It is this use of the Positive Will in the direction of “getting around” difficult circumstances that marks the genius in any line of human work. This was the true inner meaning of Napoleon’s celebrated, though much misunderstood saying: “Circumstances! I make circumstances!”

Make them indeed he did — but out of the materials before him — the materials of the opposing circumstances. He used the enemy’s material with which to fashion his own Circumstances. He lived on the enemy’s rations. He took the enemy’s material before him, and shaped it to his own ends.

“There is no chance, no destiny, no fate,
Can circumvent, or hinder, or control
The firm resolve of a determined soul.

Gifts count for nothing. Will alone is great;
All things give way before it soon or late.
What obstacle can stay the mighty force
Of the sea-seeking river in its course,
Or cause the ascending orb of day to wait?

Each well-born soul must win what it deserves,
Let the fools prate of luck. The fortunate
Is he whose earnest purpose never swerves,
Whose slightest action, or inaction
Serves the one great aim. Why, even Death itself
Stands still and waits an hour sometimes
For such a Will.”

Many obstacles may be overcome by battering them down — but he who understands only this mode of attack is but half-armed.
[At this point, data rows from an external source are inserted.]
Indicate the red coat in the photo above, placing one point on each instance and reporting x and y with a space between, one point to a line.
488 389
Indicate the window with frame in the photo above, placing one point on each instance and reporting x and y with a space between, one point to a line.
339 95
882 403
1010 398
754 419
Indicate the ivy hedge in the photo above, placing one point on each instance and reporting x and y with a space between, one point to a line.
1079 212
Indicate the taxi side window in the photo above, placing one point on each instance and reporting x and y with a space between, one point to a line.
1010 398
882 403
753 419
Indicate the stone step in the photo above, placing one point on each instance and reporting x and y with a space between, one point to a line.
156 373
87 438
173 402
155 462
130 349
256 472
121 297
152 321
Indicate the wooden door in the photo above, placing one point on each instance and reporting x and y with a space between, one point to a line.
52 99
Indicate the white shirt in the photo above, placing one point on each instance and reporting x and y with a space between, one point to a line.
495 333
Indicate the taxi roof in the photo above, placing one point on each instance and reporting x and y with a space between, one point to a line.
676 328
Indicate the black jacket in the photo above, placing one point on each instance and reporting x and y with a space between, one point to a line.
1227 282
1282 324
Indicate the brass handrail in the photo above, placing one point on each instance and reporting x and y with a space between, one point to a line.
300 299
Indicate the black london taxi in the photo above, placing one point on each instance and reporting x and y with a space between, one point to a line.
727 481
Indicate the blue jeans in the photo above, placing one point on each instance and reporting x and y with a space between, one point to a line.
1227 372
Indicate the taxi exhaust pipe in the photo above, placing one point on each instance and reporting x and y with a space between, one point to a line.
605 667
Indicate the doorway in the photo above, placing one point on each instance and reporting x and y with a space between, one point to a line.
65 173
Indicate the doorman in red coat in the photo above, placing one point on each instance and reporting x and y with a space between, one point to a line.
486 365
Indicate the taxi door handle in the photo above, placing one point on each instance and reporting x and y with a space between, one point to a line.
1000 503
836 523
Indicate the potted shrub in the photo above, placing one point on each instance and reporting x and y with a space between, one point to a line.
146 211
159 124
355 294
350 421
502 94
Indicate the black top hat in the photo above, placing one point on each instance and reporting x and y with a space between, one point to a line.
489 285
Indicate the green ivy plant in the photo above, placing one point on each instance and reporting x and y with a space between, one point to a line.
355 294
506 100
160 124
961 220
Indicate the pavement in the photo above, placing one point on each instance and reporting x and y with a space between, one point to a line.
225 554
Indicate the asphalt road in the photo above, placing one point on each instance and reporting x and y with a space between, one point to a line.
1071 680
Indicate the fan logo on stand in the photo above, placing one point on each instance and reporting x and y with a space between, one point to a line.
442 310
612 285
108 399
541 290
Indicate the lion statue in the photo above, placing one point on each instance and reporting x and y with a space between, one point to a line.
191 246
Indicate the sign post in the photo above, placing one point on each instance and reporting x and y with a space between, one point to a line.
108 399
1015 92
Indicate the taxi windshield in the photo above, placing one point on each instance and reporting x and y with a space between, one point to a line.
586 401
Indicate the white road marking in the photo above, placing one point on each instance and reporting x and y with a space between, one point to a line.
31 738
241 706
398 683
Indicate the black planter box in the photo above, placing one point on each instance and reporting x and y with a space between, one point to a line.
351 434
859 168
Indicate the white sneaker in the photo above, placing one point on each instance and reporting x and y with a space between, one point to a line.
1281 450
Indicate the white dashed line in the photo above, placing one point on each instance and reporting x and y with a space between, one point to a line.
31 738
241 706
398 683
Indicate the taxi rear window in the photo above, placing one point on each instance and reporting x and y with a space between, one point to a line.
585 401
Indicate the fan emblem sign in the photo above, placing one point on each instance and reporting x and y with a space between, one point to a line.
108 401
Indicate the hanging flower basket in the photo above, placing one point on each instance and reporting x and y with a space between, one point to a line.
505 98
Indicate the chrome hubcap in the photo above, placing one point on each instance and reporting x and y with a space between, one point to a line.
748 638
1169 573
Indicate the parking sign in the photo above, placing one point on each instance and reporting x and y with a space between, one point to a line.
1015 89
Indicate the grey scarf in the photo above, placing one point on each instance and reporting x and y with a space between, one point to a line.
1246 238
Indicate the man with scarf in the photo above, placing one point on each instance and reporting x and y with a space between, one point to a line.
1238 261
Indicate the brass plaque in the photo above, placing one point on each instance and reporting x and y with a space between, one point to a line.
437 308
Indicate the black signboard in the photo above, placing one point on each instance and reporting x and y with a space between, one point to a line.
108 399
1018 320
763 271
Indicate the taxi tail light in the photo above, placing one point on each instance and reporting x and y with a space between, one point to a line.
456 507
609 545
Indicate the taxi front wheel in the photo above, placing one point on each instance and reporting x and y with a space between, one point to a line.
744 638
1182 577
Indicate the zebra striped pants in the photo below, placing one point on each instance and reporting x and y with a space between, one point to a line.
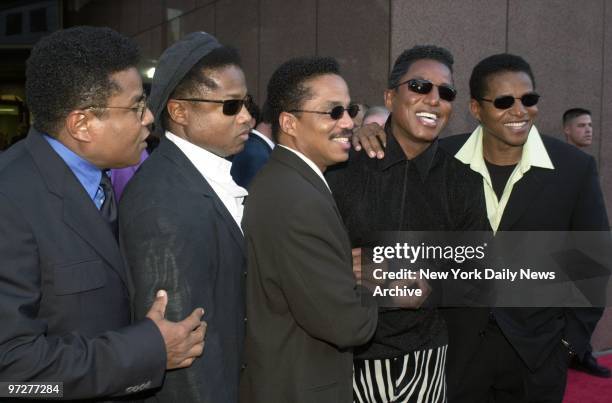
417 377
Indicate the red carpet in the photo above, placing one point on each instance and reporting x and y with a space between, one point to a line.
583 388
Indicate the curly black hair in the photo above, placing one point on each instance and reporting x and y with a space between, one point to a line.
71 69
416 53
494 64
287 89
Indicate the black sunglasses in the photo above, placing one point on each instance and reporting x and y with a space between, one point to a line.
231 107
419 86
506 101
336 113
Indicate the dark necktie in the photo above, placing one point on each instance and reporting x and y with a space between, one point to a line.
109 206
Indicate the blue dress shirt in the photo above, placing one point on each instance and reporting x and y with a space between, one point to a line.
88 174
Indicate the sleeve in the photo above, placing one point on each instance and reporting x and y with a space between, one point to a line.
318 279
128 360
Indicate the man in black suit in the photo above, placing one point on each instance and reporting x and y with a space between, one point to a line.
180 213
531 183
304 311
64 294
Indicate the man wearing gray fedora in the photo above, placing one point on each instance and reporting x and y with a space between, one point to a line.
180 214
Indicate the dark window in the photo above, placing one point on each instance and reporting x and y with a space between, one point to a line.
38 20
14 24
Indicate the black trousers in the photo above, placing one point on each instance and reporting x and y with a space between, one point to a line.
496 374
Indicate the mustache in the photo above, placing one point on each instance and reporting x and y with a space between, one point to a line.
344 133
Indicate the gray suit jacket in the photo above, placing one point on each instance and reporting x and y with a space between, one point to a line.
303 307
177 235
64 301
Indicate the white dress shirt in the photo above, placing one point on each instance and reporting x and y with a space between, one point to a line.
216 171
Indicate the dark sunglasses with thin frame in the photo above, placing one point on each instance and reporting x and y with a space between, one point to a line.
506 101
231 107
424 87
335 113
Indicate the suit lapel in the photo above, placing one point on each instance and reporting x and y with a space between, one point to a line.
287 157
199 184
79 211
523 194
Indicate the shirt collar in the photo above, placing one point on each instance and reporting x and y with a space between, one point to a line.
205 161
87 173
309 162
534 152
264 138
394 154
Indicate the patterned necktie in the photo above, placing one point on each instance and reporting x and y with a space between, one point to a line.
109 206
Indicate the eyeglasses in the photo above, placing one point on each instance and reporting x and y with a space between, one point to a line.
506 101
423 87
336 113
231 107
139 109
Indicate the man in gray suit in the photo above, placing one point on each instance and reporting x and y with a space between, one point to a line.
64 288
303 306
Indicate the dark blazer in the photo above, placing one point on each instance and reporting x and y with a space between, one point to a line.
177 235
249 161
64 301
304 312
567 198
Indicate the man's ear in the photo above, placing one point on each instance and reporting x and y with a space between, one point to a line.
288 123
177 112
475 109
77 125
389 97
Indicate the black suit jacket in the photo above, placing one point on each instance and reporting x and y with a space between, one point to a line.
304 312
177 235
64 302
567 198
249 161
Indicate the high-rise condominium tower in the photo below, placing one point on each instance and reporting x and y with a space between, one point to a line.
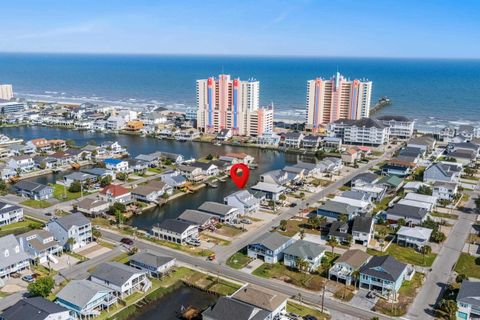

One conception of will would glorify the militant billy goat who butts down what he can, but beats out his brains when he comes to the stone-wall.

There are other animals who show far more Will than does the goat, by recognizing the futility of the “butting-down” when applied to stone-walls, but who get on the other side of the walk by burrowing under; jumping over; going around it; or else searching until a hole or weak place is found, through which they force their way.

And, friends, every stone-wall has its apertures or weak places, if we have the will to search for them instead of lying down in despair, or else beating out our brains against the stones. Do not think for a moment that this is weakness, or surrender of Will — it is the use of Damascus Steel quality of Will.”